For long term effects, core strengthening exercises should be administered to maintain strength. Chronic low back pain may recur after discontinuation of treatment, so trunk stability is important in this regard. Evidence suggests trunk strengthening has a significant effect on pain levels in patients with low back pain [9]. Strengthening back and lower extremity muscles, compared to strengthening core muscles, was less effective in treating pain [10]. Non-specific low back pain is a broad term and contains various aspects in which trunk strengthening plays a major role [11].

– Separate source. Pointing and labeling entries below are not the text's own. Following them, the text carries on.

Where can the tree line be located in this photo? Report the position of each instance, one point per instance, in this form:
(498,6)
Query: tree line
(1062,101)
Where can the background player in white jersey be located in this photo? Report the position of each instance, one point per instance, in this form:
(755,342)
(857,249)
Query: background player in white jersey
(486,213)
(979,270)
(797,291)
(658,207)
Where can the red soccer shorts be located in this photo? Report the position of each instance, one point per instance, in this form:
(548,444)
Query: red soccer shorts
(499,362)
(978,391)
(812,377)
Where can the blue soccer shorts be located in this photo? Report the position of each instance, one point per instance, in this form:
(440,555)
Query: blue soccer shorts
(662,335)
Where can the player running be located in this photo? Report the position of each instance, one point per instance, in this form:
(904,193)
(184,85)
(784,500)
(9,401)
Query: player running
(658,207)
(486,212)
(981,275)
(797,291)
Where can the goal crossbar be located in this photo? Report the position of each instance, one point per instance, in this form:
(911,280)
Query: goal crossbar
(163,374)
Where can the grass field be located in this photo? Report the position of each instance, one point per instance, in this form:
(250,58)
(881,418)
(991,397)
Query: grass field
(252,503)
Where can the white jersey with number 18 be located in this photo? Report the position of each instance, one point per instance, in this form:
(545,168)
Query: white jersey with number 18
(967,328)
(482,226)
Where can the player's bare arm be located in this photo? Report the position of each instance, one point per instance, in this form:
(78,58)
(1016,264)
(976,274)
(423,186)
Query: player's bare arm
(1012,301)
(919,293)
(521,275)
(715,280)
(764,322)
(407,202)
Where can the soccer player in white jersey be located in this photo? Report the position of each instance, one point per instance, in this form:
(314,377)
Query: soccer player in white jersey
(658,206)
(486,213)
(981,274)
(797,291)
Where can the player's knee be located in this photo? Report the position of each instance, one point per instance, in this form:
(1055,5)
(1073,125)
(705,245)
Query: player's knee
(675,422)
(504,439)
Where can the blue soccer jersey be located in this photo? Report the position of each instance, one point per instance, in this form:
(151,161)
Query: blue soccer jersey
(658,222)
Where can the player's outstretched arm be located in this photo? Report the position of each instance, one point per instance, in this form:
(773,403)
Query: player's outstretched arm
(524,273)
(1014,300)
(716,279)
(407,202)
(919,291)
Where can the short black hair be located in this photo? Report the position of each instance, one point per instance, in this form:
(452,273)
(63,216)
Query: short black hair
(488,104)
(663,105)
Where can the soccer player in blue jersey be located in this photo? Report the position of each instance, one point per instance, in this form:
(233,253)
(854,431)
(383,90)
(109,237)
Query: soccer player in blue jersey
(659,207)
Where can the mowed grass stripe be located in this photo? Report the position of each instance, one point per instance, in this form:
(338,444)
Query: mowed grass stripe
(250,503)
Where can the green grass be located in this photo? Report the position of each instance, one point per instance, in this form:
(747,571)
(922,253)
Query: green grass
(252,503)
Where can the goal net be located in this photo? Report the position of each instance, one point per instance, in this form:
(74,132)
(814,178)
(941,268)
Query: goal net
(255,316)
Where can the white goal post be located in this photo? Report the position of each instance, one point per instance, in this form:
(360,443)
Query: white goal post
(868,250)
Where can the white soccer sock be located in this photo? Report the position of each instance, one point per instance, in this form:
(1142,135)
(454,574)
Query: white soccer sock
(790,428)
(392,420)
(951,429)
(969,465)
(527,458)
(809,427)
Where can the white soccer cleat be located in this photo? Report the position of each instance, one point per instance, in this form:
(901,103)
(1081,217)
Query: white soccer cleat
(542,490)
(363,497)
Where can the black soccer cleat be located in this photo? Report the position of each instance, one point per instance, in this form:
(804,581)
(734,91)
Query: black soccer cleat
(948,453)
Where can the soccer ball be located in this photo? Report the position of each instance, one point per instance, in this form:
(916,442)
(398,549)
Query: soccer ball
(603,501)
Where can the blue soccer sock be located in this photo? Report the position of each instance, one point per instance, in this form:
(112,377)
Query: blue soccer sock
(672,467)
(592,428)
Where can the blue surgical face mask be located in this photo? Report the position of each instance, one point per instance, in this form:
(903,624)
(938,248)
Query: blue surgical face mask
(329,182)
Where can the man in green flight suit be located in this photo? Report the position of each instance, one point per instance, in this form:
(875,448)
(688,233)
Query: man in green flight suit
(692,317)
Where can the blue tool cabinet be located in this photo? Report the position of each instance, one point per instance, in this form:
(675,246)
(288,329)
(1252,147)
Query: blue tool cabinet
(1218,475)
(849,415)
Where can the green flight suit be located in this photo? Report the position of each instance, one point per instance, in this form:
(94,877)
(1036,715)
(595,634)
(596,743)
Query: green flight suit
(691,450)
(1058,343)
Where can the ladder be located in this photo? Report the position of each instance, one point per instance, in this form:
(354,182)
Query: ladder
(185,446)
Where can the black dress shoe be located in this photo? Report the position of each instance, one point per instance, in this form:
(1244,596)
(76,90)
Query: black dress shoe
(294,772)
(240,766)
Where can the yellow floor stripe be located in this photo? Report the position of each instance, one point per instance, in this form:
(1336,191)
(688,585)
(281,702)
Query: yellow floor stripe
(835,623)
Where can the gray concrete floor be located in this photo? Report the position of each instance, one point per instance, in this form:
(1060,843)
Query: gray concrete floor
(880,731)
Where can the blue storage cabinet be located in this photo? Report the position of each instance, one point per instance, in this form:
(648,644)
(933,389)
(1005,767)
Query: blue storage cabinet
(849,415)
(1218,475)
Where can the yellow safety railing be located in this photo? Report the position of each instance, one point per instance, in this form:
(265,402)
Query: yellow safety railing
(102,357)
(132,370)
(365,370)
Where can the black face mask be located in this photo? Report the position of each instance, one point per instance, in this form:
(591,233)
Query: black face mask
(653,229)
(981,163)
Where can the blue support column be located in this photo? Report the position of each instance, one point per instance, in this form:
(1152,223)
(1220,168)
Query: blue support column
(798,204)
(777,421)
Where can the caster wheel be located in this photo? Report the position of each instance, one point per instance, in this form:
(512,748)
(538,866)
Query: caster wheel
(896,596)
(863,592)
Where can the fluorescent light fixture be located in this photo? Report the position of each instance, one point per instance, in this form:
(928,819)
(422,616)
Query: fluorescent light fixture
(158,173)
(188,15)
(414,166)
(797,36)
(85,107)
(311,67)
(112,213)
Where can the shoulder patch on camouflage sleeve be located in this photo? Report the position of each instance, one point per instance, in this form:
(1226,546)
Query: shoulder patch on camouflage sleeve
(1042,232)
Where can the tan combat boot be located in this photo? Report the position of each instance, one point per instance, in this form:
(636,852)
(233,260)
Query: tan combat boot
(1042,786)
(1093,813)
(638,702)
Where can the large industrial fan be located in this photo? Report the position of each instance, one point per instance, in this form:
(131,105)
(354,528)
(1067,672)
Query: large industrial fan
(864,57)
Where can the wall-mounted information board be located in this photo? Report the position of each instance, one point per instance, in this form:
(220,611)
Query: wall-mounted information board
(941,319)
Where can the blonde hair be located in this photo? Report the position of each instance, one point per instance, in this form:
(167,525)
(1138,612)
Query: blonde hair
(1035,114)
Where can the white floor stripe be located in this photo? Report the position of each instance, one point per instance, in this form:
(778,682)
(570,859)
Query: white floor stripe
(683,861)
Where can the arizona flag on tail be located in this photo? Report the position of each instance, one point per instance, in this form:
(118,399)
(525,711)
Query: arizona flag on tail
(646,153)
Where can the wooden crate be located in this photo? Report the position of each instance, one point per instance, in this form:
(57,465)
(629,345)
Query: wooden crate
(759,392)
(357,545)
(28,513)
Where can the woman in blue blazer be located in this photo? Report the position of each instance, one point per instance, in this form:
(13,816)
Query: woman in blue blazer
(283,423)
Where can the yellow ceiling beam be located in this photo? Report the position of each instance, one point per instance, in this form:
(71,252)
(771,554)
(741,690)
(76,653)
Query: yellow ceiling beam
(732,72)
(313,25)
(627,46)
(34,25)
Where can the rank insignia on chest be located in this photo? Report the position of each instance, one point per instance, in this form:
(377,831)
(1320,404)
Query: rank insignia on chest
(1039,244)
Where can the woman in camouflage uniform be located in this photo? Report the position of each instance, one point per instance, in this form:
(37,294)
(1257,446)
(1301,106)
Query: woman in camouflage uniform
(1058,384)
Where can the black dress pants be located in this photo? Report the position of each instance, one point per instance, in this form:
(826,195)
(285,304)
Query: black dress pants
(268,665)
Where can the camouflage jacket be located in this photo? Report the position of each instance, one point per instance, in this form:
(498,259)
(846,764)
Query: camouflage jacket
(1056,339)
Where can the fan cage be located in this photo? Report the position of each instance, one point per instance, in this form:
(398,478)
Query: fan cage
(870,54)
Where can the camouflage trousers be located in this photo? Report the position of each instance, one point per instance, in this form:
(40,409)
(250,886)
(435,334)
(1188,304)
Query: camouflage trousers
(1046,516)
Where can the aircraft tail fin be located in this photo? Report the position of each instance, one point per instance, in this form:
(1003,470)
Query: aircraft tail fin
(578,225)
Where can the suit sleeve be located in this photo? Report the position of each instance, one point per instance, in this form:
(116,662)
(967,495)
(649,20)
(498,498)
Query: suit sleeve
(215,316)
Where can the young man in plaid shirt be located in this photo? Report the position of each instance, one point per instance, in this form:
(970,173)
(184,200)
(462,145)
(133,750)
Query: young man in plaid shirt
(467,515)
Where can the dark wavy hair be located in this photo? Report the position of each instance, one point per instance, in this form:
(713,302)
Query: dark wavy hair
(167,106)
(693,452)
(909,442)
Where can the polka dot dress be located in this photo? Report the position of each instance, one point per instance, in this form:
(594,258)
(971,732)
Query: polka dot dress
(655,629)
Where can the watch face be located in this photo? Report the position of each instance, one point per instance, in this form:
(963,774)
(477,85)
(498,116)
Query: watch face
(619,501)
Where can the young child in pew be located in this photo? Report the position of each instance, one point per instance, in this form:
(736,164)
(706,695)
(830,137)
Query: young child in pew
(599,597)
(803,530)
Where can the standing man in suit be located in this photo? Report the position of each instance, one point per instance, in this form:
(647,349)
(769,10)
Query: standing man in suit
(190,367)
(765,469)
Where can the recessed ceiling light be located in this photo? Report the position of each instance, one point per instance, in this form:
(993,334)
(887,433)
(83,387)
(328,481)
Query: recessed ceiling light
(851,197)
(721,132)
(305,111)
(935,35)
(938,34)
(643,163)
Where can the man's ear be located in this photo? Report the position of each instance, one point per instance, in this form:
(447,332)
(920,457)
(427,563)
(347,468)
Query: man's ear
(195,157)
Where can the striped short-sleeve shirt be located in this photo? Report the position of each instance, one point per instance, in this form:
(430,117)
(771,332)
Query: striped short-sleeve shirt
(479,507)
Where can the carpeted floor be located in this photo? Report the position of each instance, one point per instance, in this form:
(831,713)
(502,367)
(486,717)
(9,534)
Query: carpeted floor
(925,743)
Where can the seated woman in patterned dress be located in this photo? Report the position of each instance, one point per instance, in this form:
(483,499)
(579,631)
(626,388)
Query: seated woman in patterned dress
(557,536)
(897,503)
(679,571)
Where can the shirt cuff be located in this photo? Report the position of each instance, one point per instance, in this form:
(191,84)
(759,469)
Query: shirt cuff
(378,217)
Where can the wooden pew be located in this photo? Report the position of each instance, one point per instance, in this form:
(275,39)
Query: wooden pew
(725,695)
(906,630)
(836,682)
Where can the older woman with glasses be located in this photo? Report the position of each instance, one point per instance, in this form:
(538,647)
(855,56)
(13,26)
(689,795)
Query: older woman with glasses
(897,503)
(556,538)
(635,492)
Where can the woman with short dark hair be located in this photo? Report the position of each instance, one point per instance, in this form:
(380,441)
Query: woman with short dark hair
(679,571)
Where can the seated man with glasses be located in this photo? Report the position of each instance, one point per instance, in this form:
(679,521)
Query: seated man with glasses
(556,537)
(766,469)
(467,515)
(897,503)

In a 2020 randomized controlled trial, Santosh C. Metgud et al investigated the effect of INIT on trigger points in patients with low back pain. The study included 44 patients with low back pain. Stretching and strengthening were prescribed for group A, while INIT was used for group B. Regarding conventional physiotherapy methods, both groups received therapeutic ultrasound and hot fomentation. This treatment was done consecutively for five days. Pain pressure, functional disability and range of motion were the outcomes assessed before and at the end of the fifth session. The authors came to the conclusion that INIT has a better effect on reducing myofascial trigger point sensitivity and therefore on low back pain. [12]. INIT is a combination of three techniques; therefore, it gives a combined effect of the three techniques and thus reduces lower back pain.

Physiotherapy has a significant effect on maintaining and increasing strength. The integrated neuromuscular inhibition technique can be used to reduce low back pain and functional disability. Physiotherapy should be started early to maintain strength and reduce pain. INIT is a combination of MET, counter-strain and ischemic compression. Ischemic compression helped treat myofascial trigger points, MET helped with muscle strength and tension, and the counterstrain technique helped with both myofascial and muscle tension. The combined effect of the three techniques made it possible to reduce lower back pain.

While pain and functional disability were reduced, an increase in lumbar range of motion was also noted after rehabilitation. Besides pain and muscle stiffness, many factors can affect range of motion. With INIT, pain and muscle stiffness were treated and range of motion improved significantly.